## Example Selection

In [None]:
import pandas as pd
import json

label_column = 'Class'


train_df = pd.read_csv(f'../../Tasks/hs_cs/train.csv')
train_df['length'] = train_df['text'].apply(lambda x: len(x))
mapping = {0: "hatespeech", 1: "counterspeech", 2: "neither"}


train_df[label_column] = train_df[label_column].apply(lambda x: mapping[x])

context = ""
for j in train_df[label_column].unique():
	print(f'Class: {j}')
	sample = train_df[train_df['length'] < 180]
	sample = sample[sample[label_column] == j].sample(5)
	for index, row in sample.iterrows():
		print(f'  {row["text"]}')
		context += f'<text_icl_begin> CONTEXT: {row["context"]}\nCOMMENT: {row["text"]} <text_icl_end>\nLABEL: {j}\n'

#save the context into a json file
context = f"You are an expert in social psychology.\nAlways read the CONTEXT before the COMMENT and decide whether the comment is  CONTERSPEECH , HATESPEECH or NEITHER. Reply with the single label on its own line — no extra words.\n\n### EXAMPLES\n{context}### END EXAMPLES"
with open('../icl_promtps/hs_cs.json', 'w') as f:
	json.dump([context], f, indent=4)

Class: neither
  > Simply pointing out that women just get shafted in general.  Biased much?
  Find one example of a woman getting punished for consensual sex.  I'll wait.
  The poor mail carrier in that neighborhood doesn't deserve that
  Let's not lump Ohioans in a large ignorant group just because some Ohioans are this way.
  Source please?
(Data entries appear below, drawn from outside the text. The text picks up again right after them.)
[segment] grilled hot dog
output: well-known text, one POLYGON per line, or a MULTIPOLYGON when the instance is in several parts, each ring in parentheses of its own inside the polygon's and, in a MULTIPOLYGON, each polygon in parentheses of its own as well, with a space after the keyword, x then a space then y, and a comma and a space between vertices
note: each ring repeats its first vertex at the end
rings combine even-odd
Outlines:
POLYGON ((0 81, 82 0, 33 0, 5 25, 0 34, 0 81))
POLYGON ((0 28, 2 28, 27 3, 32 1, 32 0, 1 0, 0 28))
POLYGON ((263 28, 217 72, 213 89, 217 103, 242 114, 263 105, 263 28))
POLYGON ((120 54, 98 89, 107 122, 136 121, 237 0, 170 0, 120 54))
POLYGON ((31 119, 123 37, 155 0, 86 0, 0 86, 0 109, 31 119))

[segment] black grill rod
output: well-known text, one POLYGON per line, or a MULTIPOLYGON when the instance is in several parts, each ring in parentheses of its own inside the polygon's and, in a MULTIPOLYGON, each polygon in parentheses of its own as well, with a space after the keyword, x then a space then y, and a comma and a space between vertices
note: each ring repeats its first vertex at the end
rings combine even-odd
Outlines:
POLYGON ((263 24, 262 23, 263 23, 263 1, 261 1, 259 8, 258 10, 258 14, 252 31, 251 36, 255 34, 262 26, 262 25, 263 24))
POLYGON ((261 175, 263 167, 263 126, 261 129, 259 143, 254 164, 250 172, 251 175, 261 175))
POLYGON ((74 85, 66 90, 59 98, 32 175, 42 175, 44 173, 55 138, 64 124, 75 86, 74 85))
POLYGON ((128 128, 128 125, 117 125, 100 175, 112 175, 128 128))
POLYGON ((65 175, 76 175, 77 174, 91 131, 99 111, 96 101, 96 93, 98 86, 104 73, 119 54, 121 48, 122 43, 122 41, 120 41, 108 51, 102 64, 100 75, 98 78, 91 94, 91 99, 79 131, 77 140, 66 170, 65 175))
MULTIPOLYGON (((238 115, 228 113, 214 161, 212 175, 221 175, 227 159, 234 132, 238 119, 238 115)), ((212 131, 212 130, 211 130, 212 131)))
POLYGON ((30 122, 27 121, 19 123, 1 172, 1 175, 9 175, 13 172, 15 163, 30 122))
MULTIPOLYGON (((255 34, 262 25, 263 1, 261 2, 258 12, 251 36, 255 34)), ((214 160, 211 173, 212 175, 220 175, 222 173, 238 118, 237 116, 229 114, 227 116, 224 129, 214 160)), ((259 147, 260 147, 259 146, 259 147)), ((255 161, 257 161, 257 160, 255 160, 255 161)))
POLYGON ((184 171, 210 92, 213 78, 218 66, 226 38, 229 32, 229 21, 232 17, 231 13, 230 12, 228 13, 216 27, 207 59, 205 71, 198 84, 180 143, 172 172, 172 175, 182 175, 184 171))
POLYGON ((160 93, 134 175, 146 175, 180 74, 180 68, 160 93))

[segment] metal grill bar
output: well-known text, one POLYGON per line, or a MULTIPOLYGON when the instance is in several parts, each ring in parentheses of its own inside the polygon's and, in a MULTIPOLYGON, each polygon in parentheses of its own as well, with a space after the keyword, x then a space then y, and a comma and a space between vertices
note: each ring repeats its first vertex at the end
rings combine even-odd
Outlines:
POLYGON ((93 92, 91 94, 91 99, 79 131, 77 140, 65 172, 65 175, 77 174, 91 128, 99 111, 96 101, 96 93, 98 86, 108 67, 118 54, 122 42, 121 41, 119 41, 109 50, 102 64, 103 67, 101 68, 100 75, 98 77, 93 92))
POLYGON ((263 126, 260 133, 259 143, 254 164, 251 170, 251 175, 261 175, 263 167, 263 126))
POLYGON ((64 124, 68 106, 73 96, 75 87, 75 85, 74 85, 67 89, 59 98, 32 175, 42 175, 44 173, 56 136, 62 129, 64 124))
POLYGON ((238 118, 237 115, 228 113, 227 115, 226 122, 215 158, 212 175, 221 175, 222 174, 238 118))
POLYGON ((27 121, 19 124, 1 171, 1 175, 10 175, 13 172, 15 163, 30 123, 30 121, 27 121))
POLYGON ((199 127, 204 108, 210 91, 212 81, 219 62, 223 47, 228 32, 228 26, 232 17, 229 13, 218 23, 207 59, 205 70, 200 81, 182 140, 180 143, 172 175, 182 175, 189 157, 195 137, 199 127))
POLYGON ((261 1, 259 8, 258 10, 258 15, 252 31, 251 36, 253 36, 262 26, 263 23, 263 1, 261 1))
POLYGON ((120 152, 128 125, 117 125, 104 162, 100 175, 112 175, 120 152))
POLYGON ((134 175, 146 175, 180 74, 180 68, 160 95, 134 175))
I'd love to use that in the future.
Class: hatespeech
  The radicals run the feminist movement. Always have.
  YiKeS! ThIs ThReAd iS nOw LoCkEd BeCaUsE y'All CaN't Be CiViL
  I would prefer to continue recognizing fat people as fat and disgusting, thanks.
  For the majority of them, that "different" feeling they have after transitioning is called regret. 
  Thank god for that. Church ain't nothing but evil power hungry thugs
Class: counterspeech
  No, this IS inequality, men have to pass a harder fitness for the same job.
  What is a Rubin sentence?
  But why does she feel the need to broadcast her life and choices on social media?
  It is disgus

### Pompt GPT-4o model and save results for each fold

In [1]:
import json 

with open('../icl_promtps/hs_cs.json', 'r') as f:
	data = json.load(f)[0]

In [None]:
import pandas as pd
import openai, json
import pandas as pd
from tqdm import tqdm
import traceback, pickle

import os, sys, dotenv
dotenv.load_dotenv()

client = openai.OpenAI(api_key = os.getenv("OPENAI_API_KEY"))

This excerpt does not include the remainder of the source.